Due to varying conditions, such as different diseases or the age of the pediatric patients, despite existing standards, physicians and nurses together need to define individual limits for ventilator parameters and other values for each patient. This is the only way to enable autonomous action by nurses according to a protocol. The data collected shows that a large percentage of the physicians surveyed are willing to set these individual limits. Their main argument for promoting autonomous action by nurses and willingness to specify these parameters was nurses’ time spent at patient´s bedside. In addition, physicians report that they trust nurses both in their clinical assessment of patients and in their appropriate response to changes in clinical condition, as well as in the operation of ventilators and the appropriate adjustment of ventilator parameters. These data provide a key point for starting an implementation process. However, adequate preparation and comprehensive educational measures are required before implementation. Furthermore, compliance must be monitored during the implementation process and beyond to prevent the variability among different physicians as well as a lack of interest in implementing nurse-led, standardized weaning from MV.
Limitations
This study also has limitations. First, due to the faster contact with the hospitals, this was carried out via email or telephone, and the questionnaires were not available in printed form. In this context, the response rate (nurses 36.4% / physicians 38.5%) must also be considered as a limitation. Presenting the research directly at the hospitals or providing printed questionnaires as an alternative option could have potentially increased the response rate. Nevertheless, to make it easier to answer the questionnaire and to avoid the need to actively return it via post, the survey link was distributed exclusively by email. Second, the collected data consists primarily of nominal and ordinal data, with only a few metric data points. Therefore, no conclusion on causal relationships can be drawn. Third, the self-developed questionnaires were tested in a pretest for clinical sensitivity, face validity, and objectivity, but their validity and comparability between different institutions remain limited. Fourth, the participants´ self-reported information and answers may distort actual clinical practice.

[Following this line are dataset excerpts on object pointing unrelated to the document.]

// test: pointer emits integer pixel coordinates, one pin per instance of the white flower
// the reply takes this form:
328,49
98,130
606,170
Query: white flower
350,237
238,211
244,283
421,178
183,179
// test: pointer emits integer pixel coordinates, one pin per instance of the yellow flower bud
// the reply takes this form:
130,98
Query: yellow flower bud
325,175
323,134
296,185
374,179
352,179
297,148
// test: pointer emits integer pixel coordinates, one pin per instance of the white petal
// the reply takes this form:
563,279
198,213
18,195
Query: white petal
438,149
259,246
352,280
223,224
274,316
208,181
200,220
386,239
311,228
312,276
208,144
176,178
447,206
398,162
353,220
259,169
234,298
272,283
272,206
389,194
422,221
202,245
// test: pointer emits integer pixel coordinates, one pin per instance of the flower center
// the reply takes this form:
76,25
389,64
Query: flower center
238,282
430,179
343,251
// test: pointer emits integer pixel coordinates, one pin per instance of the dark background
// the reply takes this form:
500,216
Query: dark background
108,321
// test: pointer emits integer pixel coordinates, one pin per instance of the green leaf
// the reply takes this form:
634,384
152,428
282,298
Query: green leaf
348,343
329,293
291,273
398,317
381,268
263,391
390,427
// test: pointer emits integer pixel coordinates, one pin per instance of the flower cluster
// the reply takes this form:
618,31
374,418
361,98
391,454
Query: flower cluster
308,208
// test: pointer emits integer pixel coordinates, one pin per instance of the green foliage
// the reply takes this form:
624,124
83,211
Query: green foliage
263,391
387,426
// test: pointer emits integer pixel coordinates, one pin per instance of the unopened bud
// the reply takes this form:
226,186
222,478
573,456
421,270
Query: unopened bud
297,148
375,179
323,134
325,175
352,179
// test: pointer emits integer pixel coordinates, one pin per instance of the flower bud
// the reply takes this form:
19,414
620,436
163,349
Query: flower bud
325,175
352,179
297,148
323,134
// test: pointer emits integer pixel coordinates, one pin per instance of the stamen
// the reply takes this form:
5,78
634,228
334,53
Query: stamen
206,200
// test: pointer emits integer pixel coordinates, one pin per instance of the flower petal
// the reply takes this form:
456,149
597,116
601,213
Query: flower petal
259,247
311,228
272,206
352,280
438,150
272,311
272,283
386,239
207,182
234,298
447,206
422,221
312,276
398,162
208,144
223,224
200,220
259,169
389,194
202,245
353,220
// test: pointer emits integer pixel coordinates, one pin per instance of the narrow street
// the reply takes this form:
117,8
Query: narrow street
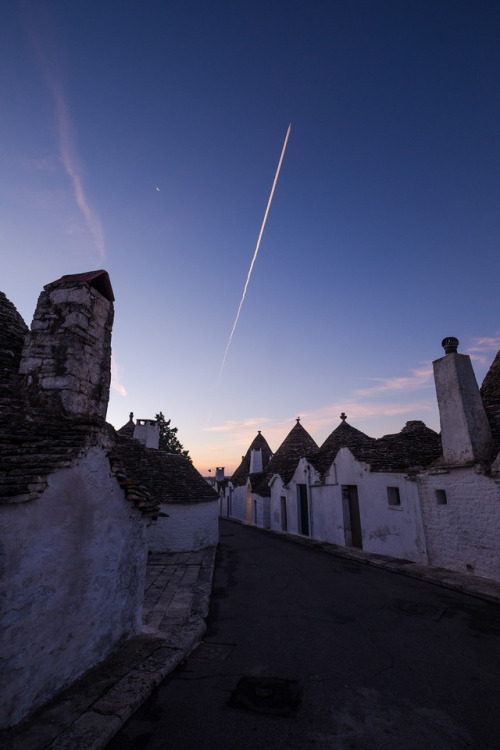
309,650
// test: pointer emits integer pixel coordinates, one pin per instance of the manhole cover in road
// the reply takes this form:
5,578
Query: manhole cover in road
211,651
417,609
266,695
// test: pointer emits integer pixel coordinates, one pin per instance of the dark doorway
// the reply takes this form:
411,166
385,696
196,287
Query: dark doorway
303,509
352,520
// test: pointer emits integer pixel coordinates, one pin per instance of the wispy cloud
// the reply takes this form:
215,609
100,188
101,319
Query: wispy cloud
40,164
421,377
42,34
235,426
327,416
482,348
116,384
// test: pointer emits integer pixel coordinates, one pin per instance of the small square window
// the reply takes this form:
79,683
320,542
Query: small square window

In addition, the study was registered retrospectively after the survey was completed, which is another noteworthy limitation.
Conclusion
The results of this study show that protocols for mechanical ventilation and ventilator weaning are rarely used in Austrian PICUs. Key decisions are usually made by physicians and nurses together, with nurses seldom making them autonomously. Due to the lack of data in Austria, it was necessary to record the current roles and responsibilities regarding mechanical ventilation and ventilator weaning of children in PICUs. The results of this survey provide important information for planning future intervention studies to implement a standardized approach based on protocols and for developing a special training for Respiratory Specialized Nurses in line with international standards as high-quality care for mechanically ventilated children can only be guaranteed through adequate academic education and the successful implementation of evidence-based interventions.